10.29.2003

I just watched Peter Sellers in beige-face playing Hrundi Bakshi in "The Party". Is this xenophobic mocking or just a load of sight gags and fun? Why oh why is Peter Sellers always doing that to us? I just want to know when I'm going to get invited to a party like that!

So I received an interesting email last week from an anonymous fellow who wants to be my "handboy", which apparently means he'll do stuff around the house for me. Oh hell, I'll just reprint the letter:
"Miss Audra,
YOU look as if YOU were "To the Manor Born" with YOUR sophisticated, stylish appearance. I would like to become YOUR handboy assistant and can perform butler, driver, gofer duties for YOU. I will in effect "become YOUR property" as I place myself under YOUR leadership and guidance. Where do YOU live so that we might discuss my relocation?
handboy"

I'm not sure what "to the Manor Born" means (isn't that a British TV show or something?)...I'm pretty sure I look like I was to The Shtettel Born, but I like his offer. Maybe if I could share him with the girlposse...like a time-share sort of a thing. Let me know what you think girls. I bet he does windows.
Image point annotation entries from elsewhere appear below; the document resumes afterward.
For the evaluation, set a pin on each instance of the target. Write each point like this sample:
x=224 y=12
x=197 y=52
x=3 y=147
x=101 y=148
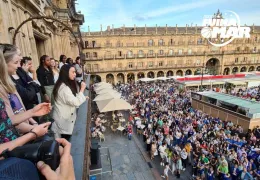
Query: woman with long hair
x=55 y=70
x=45 y=77
x=66 y=100
x=63 y=59
x=69 y=61
x=79 y=71
x=9 y=61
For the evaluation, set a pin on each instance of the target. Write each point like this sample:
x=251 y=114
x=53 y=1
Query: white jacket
x=64 y=111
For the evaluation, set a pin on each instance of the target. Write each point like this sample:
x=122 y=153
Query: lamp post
x=202 y=73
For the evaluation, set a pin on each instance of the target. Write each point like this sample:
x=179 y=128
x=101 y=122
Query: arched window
x=160 y=43
x=129 y=53
x=161 y=52
x=150 y=42
x=170 y=52
x=140 y=53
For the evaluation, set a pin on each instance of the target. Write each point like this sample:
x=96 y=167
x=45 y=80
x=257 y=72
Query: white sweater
x=64 y=111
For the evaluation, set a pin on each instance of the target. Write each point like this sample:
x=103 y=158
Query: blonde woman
x=10 y=57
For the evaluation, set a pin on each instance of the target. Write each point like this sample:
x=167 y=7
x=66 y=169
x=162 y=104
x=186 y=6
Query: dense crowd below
x=183 y=136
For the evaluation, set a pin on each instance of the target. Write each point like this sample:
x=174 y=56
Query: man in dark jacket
x=26 y=88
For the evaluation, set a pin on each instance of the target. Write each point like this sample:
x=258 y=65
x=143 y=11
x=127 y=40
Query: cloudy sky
x=152 y=12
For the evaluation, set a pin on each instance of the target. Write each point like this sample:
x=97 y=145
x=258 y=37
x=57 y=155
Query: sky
x=161 y=12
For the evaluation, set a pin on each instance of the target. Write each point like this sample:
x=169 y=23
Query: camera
x=46 y=151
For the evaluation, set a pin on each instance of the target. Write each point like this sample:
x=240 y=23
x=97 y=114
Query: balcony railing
x=151 y=44
x=141 y=56
x=171 y=43
x=119 y=45
x=161 y=43
x=108 y=44
x=140 y=44
x=120 y=57
x=94 y=58
x=109 y=57
x=129 y=44
x=151 y=55
x=181 y=43
x=130 y=56
x=174 y=54
x=91 y=46
x=191 y=43
x=161 y=54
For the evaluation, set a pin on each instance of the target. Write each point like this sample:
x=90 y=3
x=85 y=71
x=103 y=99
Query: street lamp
x=202 y=73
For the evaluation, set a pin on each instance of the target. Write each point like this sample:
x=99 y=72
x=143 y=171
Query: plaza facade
x=39 y=37
x=130 y=53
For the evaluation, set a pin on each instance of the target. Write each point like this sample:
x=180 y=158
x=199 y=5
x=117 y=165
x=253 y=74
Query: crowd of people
x=186 y=137
x=34 y=103
x=252 y=93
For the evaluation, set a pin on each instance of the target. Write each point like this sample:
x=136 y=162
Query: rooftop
x=154 y=30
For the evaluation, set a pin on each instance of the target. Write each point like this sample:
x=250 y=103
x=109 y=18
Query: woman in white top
x=55 y=70
x=63 y=59
x=67 y=99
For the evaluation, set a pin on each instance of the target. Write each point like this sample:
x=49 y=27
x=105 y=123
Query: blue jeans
x=18 y=169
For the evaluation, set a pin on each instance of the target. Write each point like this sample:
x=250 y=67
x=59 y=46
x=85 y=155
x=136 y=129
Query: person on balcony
x=45 y=77
x=66 y=99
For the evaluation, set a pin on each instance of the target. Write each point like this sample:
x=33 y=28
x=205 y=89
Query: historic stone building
x=130 y=53
x=39 y=37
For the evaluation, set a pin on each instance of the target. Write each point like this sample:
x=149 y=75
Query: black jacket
x=26 y=88
x=45 y=77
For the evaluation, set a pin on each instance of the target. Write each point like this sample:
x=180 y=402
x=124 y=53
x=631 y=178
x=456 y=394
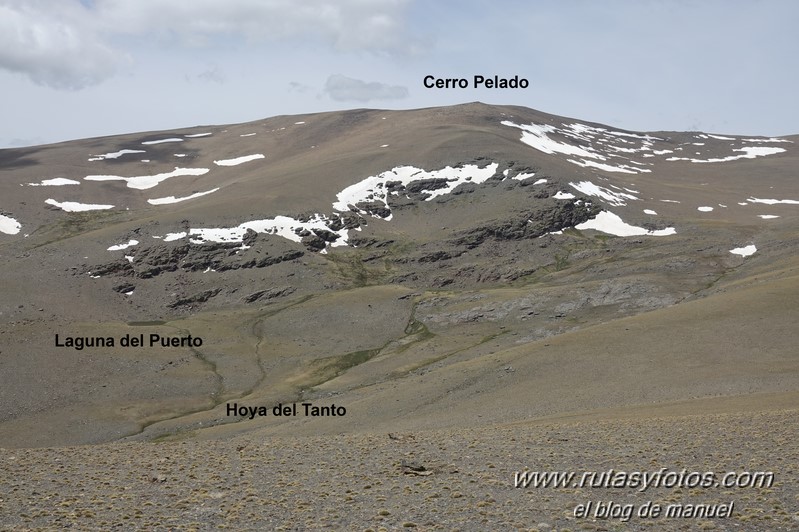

Last night I went out to dinner with Desmond to one of those pan-Asian places where you can get a samosa with your egg roll, etc. Desmond seemed to think that the waiter was giving me the chocolate eye or something and I said, "We're in the Castro! No guys pick up on me in my hood...besides, if he is actually straight -- and he's not -- why wouldn't he just assume I was your date?!"
Desmond gave me a look that indicated that his Gaydar is never broken and then said, "HELLO!" and pointed at his shirt, which bore a picture of Barbarella. In general, his Gaydar is so much more accurate than my Jewdar. I'm always bombing out with the Jewdar thing. A guessed incorrectly that a Friendster I know is 100% Goy Boy and I think I might have offended him, because he's actually only 50%. But anyway, this is not about the Jews. This is about the gays...ok, not really. But I will repeat the story I told Desmond in the pan-Asian restaurant about the pan-Asian restaurant. Several months ago I went on a date-type-thing with a really nice and handsome boy-person that I had up-to-then only spent three minutes with. We went to that very same pan-Asian restaurant in the Castro. I don't really do that very often (go on dates, not go to pan-Asian restaurants...I do that all the time), so I was pretty open to the whole experience and was wanting to get to know people and listen to their stories about growing up in the Ozarks or whatever. Well, this guy -- as sweet as he was -- seemed to only talk about how most people think that he's gay, and that he is not. Ok. Now that that's cleared up...oh wait, here comes that topic again...and again? I started to sense a theme building. Nearing 10pm, the topic arises again and he actually says, "...and I know I'm not gay because I've tried it and let me tell you, I don't really want a dick up my a$$ again."
That was pretty much it for the date. I guess the moral of the story is: don't say the words dick and a$$ in the same sentence on the first date. Suddenly I had to go and he never called anyway. Ah, the joys of being single.